Until COVID struck last March. “We lost all but a handful of our restaurant business overnight,” says Hobbs-Page, who supplies her cheeses to restaurants from Charlottesville to D.C. And she quickly realized that due to social distancing restrictions, the snuggle sessions would have to end too.
“Some of these people have come every year,” she says. “I’ve watched their children grow up.”
Hobbs-Page promised all ticket holders who stuck by Caromont when the pandemic hit that they would be given priority in this year’s season, which thanks to vaccine distributions and an easing of restrictions, began a few weeks ago.
This season, there’s something different about the snugglers themselves: “People need to hug something,” Hobbs-Page says. After months avoiding physical contact, ticket holders are overjoyed to spend $14 to hang out in a goat pen. There’s a whole new appreciation for the simple wonder of affection.
“My friend who just lost her father is sitting over there,” says Hobbs-Page, who looks toward a woman quietly clutching a long-eared Nubian goat. In the field just beyond sit three women in masks cheerfully chatting while eight baby goats rest, heaped among them—the picture of contentment.

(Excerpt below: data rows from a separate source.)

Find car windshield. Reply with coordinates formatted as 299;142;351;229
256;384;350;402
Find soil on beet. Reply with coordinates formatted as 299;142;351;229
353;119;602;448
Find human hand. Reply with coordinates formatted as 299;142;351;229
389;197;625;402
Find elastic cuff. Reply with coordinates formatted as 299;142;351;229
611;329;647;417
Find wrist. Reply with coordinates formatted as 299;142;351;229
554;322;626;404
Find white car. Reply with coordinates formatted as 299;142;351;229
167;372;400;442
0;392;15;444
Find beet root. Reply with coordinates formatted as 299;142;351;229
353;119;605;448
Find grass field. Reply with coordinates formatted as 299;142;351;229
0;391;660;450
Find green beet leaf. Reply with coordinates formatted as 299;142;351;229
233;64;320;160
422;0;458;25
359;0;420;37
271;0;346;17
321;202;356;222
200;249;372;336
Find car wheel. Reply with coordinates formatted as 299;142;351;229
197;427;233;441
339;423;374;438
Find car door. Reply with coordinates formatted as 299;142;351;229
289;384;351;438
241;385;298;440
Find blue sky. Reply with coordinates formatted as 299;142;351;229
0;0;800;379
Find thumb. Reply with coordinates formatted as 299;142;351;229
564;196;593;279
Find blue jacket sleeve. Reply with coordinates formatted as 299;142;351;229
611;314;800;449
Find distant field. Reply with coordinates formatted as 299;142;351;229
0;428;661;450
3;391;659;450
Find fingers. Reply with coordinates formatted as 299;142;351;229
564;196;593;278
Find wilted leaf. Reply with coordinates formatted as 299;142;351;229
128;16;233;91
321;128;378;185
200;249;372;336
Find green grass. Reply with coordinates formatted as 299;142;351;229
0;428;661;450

All around the farm, human kids are playing with goat kids, wrestling and rocking and frolicking. “After all of this, children need to touch something and interact and play,” Hobbs-Page says. She’s not wrong. When our allotted time is up, it takes repeated pleas of “it’s time to go” to pry my son’s fingers away from the warm embrace of a black-and-white baby named Oreo.
“Can we get some goats, Mom?” my son asks in a tone that somehow has me considering a new vocation as a goatherd. I dodge the question with the old reliable: “Ask your father.”
“We do have that back field,” I can’t believe I hear my husband saying. We stop by the farm stand, procrastinating, to buy truffle chevre. None of us really want to leave. Not after the year we’ve been through. Turns out, snuggling emotional support livestock was our family’s antidote to pandemic fatigue. Goat figure.